Maybe there were too many high-profile cooks for the stage version. Composer Henry Mancini, known for his soothing elevator-type music, died before the score was completed; it was taken up by Frank Wildhorn, known for overblown scores like “Jekyll and Hyde.” Leslie Bricusse wrote some clever lyrics (especially for “Chicago, Illinois,” which is totally nailed by hilarious Bets Malone as a ditz-brained gangster moll). Additional lyrics were contributed by Wildhorn. Blake Edward wrote the book.
In the Moonlight Stage production, much of the humor and many of the laugh-lines don’t land. And the LGBTQ Issues — not to mention the two central love stories — seem to be sidelined by the extreme amount of dancing and big chorus numbers. This isn’t a show about dance.
It’s about a down-on-her-luck 1930s English soprano (Allison Spratt Pearce) who takes shelter one rainy night in a gay/drag bar, and meets a cynical, flamboyant, middle-aged gay man (Lance Arthur Smith, less flamboyant and fey than he should be at the outset, though he ‘grows into’ the role in the second act). He becomes her friend, supporter, protector and promoter. As they trade confidences, he admits that he wishes he were a woman, while she fantasizes about what it would be like to “live without permission from a man “(“If I Were a Man”).
It’s Toddy’s brilliant idea to turn her into the Polish Count Grazinsky, so she becomes a woman pretending to be a man pretending to be a woman.
Victor becomes the toast of Paris café society. When ‘he’ meets King Marchan (Hank Stratton), the womanizing Chicago mobster, they’re both smitten. The attraction threatens King’s masculinity, while at the same time, he seriously doubts that Victor is a man. All this gayness emboldens King’s bodyguard, “Squash” (Johnny Fletcher) to uncover his own true self.
Honesty, deception and sexual identity are running themes. At this moment in history, the show should pop — for many reasons. Yet, it has a weak score, and it’s too long for its own good.
That said, Spratt Pearce, a beloved local actor with Broadway credentials, gets to display her prodigious triple-threat talents, including first-rate dance moves and a stratospheric high note that can smash a chandelier.

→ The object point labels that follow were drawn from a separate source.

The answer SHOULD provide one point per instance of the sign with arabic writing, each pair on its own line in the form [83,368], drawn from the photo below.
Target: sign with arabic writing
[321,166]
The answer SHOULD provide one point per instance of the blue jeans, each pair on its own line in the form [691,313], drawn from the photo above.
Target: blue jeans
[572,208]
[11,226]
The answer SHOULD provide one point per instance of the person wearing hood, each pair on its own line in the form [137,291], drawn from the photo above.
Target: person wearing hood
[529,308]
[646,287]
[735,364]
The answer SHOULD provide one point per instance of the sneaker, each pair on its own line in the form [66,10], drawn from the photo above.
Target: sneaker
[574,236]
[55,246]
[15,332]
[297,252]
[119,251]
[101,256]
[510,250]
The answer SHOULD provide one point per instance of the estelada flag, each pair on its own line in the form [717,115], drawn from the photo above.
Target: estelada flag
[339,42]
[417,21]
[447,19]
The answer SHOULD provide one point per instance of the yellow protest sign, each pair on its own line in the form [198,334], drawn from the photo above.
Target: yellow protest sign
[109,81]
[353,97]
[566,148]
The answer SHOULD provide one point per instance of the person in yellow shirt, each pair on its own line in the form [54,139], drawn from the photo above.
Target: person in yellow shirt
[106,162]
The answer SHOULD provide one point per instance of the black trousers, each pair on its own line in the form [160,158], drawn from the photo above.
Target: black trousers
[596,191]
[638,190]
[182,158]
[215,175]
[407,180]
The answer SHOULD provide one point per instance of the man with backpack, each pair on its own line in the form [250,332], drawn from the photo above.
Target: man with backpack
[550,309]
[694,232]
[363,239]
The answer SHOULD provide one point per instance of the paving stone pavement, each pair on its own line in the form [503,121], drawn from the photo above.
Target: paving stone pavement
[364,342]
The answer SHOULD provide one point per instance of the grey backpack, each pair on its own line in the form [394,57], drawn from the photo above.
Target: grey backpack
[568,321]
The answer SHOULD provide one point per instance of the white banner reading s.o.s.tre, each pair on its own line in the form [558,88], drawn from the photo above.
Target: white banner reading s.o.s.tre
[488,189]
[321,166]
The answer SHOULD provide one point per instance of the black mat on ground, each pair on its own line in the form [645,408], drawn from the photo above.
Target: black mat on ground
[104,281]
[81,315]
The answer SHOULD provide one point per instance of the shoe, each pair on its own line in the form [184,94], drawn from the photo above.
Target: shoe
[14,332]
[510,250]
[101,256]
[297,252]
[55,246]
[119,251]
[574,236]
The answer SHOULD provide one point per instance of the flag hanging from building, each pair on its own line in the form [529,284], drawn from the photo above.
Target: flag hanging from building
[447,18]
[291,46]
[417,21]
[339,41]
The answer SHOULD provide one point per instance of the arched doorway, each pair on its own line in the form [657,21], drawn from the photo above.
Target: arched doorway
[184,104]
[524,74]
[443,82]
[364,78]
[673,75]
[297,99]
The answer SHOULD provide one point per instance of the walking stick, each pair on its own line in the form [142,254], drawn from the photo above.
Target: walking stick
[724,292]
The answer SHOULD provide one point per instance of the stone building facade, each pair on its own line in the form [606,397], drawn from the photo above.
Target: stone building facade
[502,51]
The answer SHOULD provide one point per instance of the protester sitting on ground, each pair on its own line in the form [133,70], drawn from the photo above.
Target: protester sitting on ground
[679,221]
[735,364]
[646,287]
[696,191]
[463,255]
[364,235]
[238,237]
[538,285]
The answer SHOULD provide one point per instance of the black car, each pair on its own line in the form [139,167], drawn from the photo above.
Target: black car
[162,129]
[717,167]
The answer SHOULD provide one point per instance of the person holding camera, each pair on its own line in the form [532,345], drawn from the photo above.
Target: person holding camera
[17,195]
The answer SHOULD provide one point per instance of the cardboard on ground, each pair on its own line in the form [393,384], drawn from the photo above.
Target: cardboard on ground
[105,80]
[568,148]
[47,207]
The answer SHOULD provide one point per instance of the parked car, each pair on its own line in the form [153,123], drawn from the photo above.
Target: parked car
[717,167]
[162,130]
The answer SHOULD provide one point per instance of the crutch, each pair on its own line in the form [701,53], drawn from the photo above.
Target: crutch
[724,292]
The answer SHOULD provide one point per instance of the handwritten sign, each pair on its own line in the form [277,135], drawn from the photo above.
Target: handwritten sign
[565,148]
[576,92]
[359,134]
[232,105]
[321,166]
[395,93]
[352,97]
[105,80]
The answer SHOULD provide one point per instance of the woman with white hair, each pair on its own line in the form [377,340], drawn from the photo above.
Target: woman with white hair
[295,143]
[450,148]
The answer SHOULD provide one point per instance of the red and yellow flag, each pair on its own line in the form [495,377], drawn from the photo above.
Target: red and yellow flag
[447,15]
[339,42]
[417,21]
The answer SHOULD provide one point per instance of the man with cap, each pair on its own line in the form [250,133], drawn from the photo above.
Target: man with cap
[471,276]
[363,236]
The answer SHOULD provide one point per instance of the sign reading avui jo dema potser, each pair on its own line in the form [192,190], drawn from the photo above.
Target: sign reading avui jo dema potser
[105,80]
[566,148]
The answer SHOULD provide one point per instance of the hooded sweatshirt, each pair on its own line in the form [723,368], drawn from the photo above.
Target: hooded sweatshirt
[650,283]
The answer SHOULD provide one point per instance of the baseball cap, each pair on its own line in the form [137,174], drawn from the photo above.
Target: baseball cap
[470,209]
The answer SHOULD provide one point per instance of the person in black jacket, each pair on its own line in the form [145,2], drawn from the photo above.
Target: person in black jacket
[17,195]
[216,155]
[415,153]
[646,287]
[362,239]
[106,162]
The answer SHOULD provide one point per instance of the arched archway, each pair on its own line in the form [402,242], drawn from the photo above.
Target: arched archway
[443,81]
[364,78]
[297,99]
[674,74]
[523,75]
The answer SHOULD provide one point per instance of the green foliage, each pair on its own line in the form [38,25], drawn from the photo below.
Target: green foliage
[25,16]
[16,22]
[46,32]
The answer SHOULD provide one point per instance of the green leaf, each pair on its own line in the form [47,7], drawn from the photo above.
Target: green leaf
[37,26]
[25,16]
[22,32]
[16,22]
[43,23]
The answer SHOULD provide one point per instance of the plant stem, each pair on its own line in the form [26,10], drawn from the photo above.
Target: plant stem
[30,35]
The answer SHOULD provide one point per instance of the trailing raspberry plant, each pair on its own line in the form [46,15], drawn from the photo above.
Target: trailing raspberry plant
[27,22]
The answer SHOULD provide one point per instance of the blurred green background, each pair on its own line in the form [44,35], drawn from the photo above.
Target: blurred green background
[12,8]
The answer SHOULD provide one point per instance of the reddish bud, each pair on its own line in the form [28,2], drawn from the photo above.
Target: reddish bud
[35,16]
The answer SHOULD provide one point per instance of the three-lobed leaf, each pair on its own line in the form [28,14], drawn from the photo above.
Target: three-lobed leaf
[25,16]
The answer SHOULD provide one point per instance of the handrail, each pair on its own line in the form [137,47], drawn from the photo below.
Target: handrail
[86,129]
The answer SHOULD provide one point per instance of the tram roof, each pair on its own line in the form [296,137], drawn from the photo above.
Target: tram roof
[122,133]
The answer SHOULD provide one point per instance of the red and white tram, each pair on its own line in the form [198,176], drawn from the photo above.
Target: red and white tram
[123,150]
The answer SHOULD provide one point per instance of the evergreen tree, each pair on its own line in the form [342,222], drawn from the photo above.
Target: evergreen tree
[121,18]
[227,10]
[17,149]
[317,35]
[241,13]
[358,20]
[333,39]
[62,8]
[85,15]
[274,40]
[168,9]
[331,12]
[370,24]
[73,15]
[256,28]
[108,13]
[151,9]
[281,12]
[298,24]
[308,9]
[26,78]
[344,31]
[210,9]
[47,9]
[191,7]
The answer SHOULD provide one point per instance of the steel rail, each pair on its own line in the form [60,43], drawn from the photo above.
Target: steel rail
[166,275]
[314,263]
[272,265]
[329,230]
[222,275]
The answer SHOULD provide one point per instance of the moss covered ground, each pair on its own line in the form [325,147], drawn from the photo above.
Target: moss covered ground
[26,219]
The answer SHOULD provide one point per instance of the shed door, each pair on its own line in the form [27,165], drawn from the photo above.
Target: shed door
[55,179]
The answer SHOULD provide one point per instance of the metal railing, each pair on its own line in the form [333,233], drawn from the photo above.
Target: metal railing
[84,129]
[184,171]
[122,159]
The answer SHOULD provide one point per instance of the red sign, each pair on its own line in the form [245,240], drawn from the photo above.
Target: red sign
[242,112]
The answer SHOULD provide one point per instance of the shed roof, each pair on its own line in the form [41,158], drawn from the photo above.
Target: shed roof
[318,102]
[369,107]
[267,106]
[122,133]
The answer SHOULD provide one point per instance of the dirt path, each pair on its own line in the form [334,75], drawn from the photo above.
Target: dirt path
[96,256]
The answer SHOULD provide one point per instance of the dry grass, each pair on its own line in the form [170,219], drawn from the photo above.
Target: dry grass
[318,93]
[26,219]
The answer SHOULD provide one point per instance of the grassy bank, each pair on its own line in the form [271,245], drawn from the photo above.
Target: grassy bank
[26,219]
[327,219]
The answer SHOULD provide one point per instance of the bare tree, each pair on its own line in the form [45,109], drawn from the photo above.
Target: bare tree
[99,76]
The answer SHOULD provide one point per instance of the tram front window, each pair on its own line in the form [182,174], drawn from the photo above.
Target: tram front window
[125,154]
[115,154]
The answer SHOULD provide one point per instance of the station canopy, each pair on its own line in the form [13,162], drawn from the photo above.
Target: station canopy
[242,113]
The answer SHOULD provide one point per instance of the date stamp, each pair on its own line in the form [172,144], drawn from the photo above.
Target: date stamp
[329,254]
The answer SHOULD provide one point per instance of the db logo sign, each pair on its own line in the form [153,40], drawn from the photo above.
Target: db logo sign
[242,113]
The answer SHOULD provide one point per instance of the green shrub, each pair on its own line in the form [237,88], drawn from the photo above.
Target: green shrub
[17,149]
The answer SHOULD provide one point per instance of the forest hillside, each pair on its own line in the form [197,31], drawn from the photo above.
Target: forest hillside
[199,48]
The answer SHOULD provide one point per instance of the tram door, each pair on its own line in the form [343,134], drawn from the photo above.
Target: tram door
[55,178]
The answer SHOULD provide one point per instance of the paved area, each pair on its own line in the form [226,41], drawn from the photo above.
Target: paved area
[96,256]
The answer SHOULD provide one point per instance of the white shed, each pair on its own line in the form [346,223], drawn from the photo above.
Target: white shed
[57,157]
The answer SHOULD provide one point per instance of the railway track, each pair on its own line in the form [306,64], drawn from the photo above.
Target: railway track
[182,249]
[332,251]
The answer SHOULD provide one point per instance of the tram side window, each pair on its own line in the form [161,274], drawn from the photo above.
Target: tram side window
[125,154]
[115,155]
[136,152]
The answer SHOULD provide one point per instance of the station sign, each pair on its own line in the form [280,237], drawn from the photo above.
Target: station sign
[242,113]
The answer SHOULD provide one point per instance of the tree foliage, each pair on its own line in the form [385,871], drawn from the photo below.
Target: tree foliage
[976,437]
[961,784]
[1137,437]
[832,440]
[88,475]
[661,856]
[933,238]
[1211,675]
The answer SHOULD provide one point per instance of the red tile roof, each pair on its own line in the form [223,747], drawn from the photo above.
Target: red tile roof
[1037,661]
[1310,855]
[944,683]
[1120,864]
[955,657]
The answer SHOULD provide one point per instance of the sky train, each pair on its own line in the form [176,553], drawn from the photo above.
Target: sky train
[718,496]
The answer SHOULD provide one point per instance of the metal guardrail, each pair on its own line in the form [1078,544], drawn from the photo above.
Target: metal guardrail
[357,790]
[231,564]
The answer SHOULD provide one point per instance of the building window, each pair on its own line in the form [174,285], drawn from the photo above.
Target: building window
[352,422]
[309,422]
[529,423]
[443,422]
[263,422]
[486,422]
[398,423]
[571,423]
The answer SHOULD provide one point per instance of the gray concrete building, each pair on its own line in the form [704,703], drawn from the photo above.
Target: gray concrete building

When she’s playing Victor, her bodice isn’t bound, so the fact that she has breasts is not obscured , making it a little harder to buy her as a man.
Her best song is probably the show’s best known, “Le Jazz Hot.” Despite multiple other big chorus numbers (schmaltzily helmed by director/choreographer John Vaughan), most of the songs are not memorable or readily hummable.
The source of the stunning sets and costumes (originally designed by Robin Wagner and Willa Kim, respectively) does not seem to be noted. But they are notable. The lighting (Jean-Yves Tessier) and sound (Jim Zadai) are notable as well, and the 21-member orchestra is superb, under the baton of music director/conductor Lyndon Pugeda.
This is a big, splashy production of a show that needs considerable re-thinking and retooling. After nearly 25 years, that’s unlikely. But it’s nice, after all these years, to see a musical that no other local company has produced. Moonlight continues to awe, with its knockout productions of older works (their “West Side Story” was nonpareil) and chance-taking with lesser-knowns.